Talk about a challenge! One would think, with all of the services available and the willingness to pay, a person in need could find efficient and reliable help. I quickly learned, the advertised care programs do not necessarily meet the needs of a person who is homebound. There are hidden clauses and limits to the services provided. I found the private sector and personal referrals to be the best route in his case.

Following the decision to move into a nursing home, he continued to rely on me as his connection to the world, to run errands, meet financial obligations, translate medical terminology to his understanding, to be a friend and more. This required having to visit the facility every other day, to carry two lists when I went shopping, a regular review of health care and legal matters, responses to late night emergency nurses calls and finding someone to fill in if I was out of town or required personal time due to my own illness.

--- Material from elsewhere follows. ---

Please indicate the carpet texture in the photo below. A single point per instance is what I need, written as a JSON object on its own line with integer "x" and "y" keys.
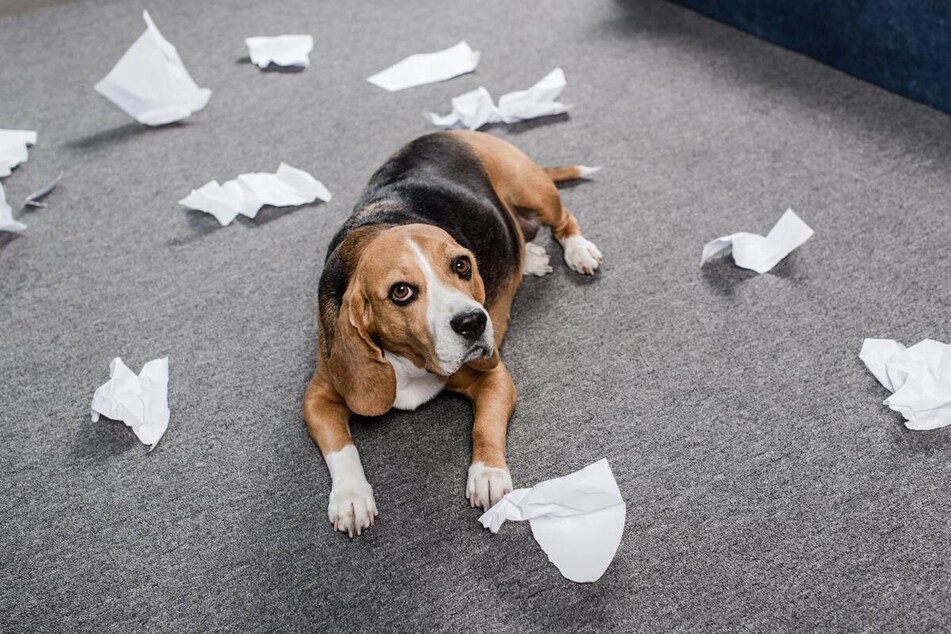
{"x": 767, "y": 486}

This was my regular routine for three years and it was exhausting!

Many experts offer advice on how to handle being a caregiver if you yourself are in need. While the suggestions are good, they’re not always realistic. I was caring for someone in need and yes, my heart felt for him because he was alone and became dependent on me, but I was careful to keep some distance. There are many people who care for loved ones, aging parents and children with special needs in a similar situation and their hearts are invested on many levels. It’s not easy to put your own needs first when trying to cope under these circumstances.

Have you been a caregiver to someone requiring short- or long-term care? How did it affect your life and/or personal illness? Do you have tips to share that would be beneficial to us?